Data menunjukkan bahwa kasus penipuan deepfake di Indonesia mengalami lonjakan sebesar 1550% antara tahun 2022 dan 2023. Presiden Prabowo Subianto dan Presiden sebelumnya Joko Widodo juga menjadi korban teknologi ini.

 

Para ahli menjelaskan bahwa deepfake merupakan sebuah jenis teknologi AI (artificial intelligence) yang berupa video, gambar, dan audio untuk menciptakan output manipulasi yang kegiatannya terlihat riil tetapi sebenarnya adalah fake.
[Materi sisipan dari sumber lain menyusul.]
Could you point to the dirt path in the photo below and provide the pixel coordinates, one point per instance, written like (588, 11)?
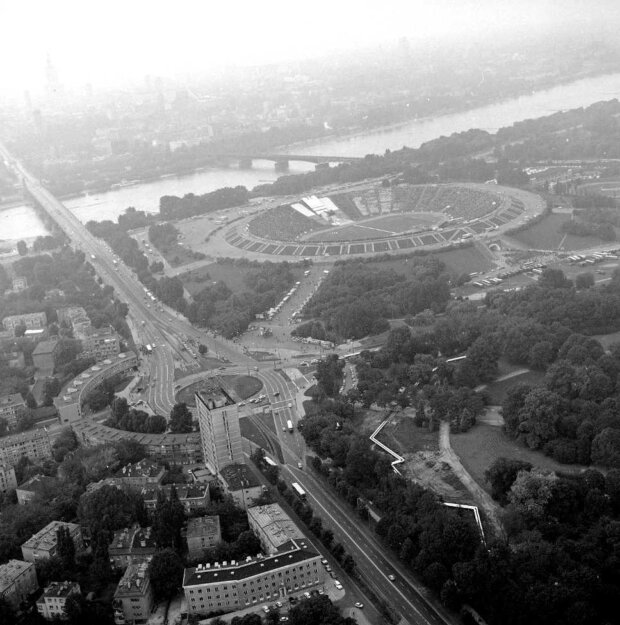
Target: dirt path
(481, 497)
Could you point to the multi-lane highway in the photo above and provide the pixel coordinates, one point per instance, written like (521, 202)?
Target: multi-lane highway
(165, 330)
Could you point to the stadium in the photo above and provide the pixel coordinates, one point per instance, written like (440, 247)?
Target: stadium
(374, 219)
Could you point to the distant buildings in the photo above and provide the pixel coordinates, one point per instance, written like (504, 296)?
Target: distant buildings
(241, 484)
(133, 599)
(33, 444)
(30, 320)
(18, 580)
(43, 544)
(132, 545)
(220, 434)
(44, 357)
(274, 528)
(202, 533)
(191, 496)
(8, 481)
(233, 586)
(11, 408)
(51, 604)
(34, 487)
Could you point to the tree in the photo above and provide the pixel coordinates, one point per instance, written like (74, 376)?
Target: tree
(166, 574)
(22, 248)
(180, 419)
(502, 474)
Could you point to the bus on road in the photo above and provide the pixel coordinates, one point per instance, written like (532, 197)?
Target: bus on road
(299, 491)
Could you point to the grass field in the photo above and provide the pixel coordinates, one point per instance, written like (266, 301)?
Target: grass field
(383, 226)
(483, 444)
(497, 390)
(409, 438)
(547, 235)
(196, 280)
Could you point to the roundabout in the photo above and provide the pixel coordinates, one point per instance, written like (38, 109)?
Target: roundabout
(372, 219)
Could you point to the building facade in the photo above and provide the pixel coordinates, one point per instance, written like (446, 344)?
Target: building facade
(11, 408)
(34, 487)
(133, 599)
(18, 580)
(44, 544)
(44, 357)
(228, 587)
(33, 444)
(220, 434)
(51, 604)
(274, 528)
(202, 533)
(8, 481)
(98, 343)
(30, 320)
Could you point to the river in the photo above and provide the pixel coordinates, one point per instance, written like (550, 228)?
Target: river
(146, 196)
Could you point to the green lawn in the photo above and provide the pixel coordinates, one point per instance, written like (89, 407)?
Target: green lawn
(497, 390)
(483, 444)
(466, 260)
(547, 235)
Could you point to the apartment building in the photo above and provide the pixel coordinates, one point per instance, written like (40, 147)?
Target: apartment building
(44, 544)
(34, 444)
(228, 587)
(11, 408)
(133, 598)
(132, 545)
(51, 604)
(8, 481)
(18, 580)
(202, 533)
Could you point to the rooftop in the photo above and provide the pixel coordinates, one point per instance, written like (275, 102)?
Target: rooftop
(184, 491)
(275, 524)
(11, 400)
(238, 476)
(38, 484)
(144, 469)
(133, 539)
(203, 526)
(10, 570)
(46, 538)
(45, 347)
(60, 590)
(237, 571)
(134, 581)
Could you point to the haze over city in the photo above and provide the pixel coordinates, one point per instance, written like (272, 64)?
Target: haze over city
(114, 42)
(310, 313)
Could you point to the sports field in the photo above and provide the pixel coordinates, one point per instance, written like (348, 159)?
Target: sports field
(384, 226)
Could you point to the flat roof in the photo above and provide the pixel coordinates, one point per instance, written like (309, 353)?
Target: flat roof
(203, 526)
(238, 477)
(250, 567)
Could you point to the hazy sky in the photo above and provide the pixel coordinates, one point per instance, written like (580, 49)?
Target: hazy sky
(106, 42)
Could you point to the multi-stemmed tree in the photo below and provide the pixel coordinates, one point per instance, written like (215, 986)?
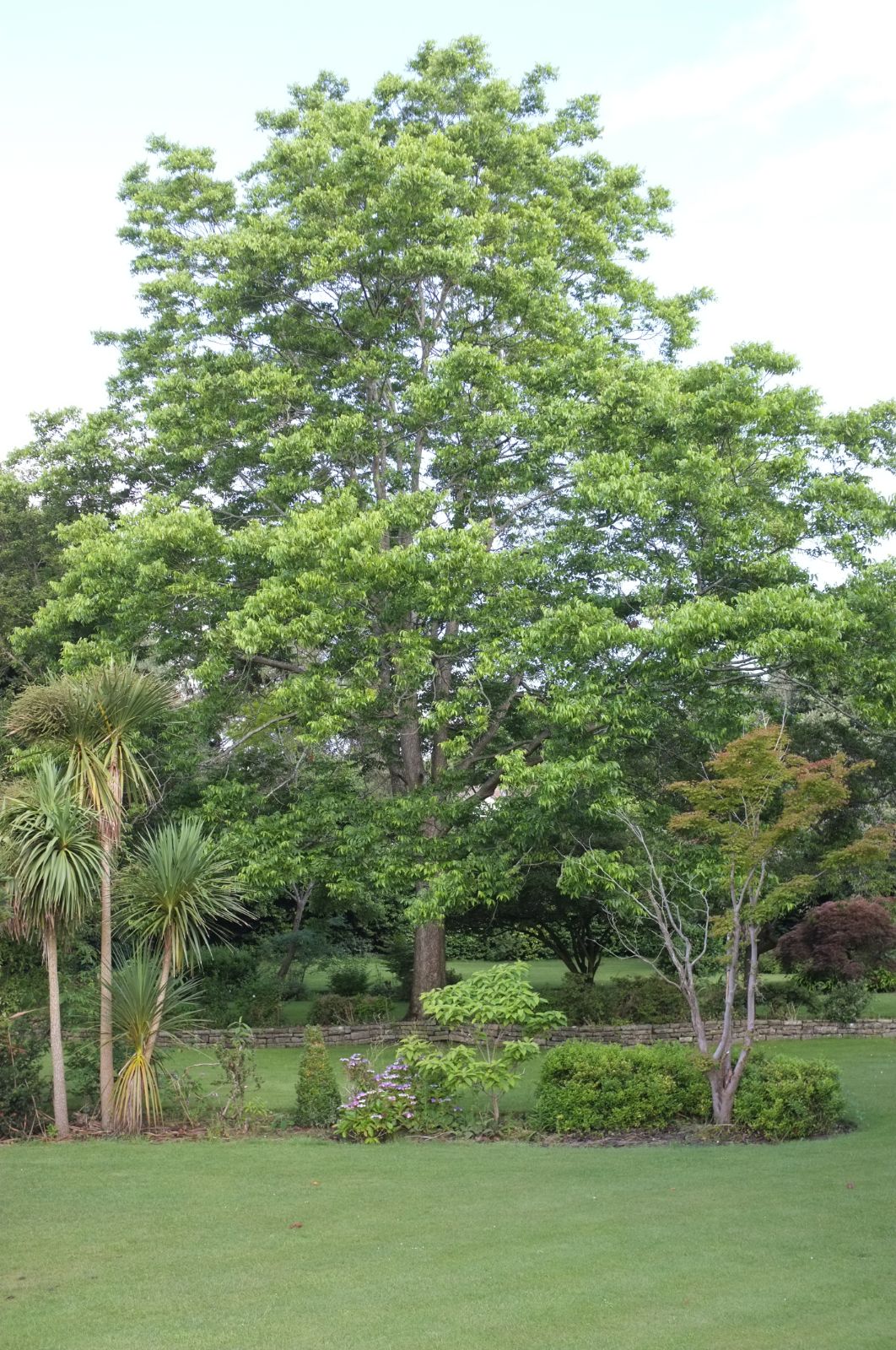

Kemunculan kecerdasan buatan ini membuat orang semakin resah apabila video maupun audio mereka disalahgunakan yang nantinya akan berdampak negatif terkait informasi pribadi.

 

Peneliti dari Universitas Gadjah Mada (UGM) mengungkap bahaya dari teknologi deepfake ini. Azizatuz Zahro dkk dalam penelitian berjudul "Dampak Penyalahgunaan Deepfake dalam Memanipulasi Visual: Menguak Potensi Infopocalypse di Era Post Truth Terhadap Asumsi Masyarakat pada Media Massa" menyebut deepfake telah menjadi bagian dari kejahatan siber.

 

Tingginya angka hoaks di Indonesia menjadi pertanda bahwa hal tersebut merupakan salah satu pertanda era post-truth. Era post-truth terlihat dengan hilangnya batas antara kebenaran dan kebohongan, fakta objektif terkaburkan, dan hoaks dianggap sebagai kebenaran.

 

Kecenderungan masyarakat untuk memahami informasi yang diterimanya hanya secara sepotong dan gegabah yang membuat tersebarnya informasi akan memengaruhi opini masyarakat sehingga informasi yang tidak benar justru dianggap yang paling benar.

 

Dosen Fakultas Teknologi Maju dan Multidisiplin (FTMM) Universitas Airlangga (UNAIR) Aziz Fajar memaparkan cara kerja deepfake dalam memanipulasi gambar. Dia menjelaskan bahwa deepfake merupakan salah satu aplikasi dari model AI yang kerap digunakan untuk mengubah piksel pada gambar.

 

"Dengan mengubah nilai piksel pada gambar, maka gambar hasil modifikasi akan berbeda dengan gambar aslinya," katanya dikutip NU Online jakarta dari laman UNAIR pada Kamis, (21/8/2025).

 

Dosen program studi sains data itu mengungkapkan kemampuan aplikasi AI dalam mengubah tampilan wajah. Dia menyampaikan bahwa aplikasi AI tersebut pun mampu mengubah tampilan wajah sehingga banyak disalahgunakan oleh pihak-pihak tidak bertanggung jawab.

 

"Deepfake dapat digunakan untuk mengubah wajah seseorang. Sehingga dapat dimungkinkan pembuatan video atau gambar hoaks. Padahal, orang yang menjadi korban tidak pernah melakukannya," tuturnya.

 

Aziz menyebutkan solusi teknologi untuk mengatasi deepfake. Dia menyampaikan bahwa kini telah tersedia aplikasi yang dapat mendeteksi deepfake, salah satunya ialah Microsoft's Video Authenticator Tools.

 

"Aplikasi keluaran Microsoft itu dapat membantu kita untuk mendeteksi foto dan video palsu yang tersebar," jelasnya.

 

Peneliti internasional menilai deepfake sebagai ancaman serius di masa depan. Pada 2020, peneliti di University College London menilai teknologi deepfake sebagai kejahatan berbasis AI paling berbahaya yang dapat terjadi dalam 15 tahun ke depan.

 

Penilaian ini merupakan hasil diskusi antara 31 pakar dari kalangan akademisi dan penegak hukum, yang mengevaluasi 18 jenis kejahatan berdasarkan faktor seperti potensi bahaya dan kelayakan. Teknologi deepfake menjadi perhatian utama karena potensi penyalahgunaannya dalam kejahatan serius, sebagaimana dilaporkan Korea Times.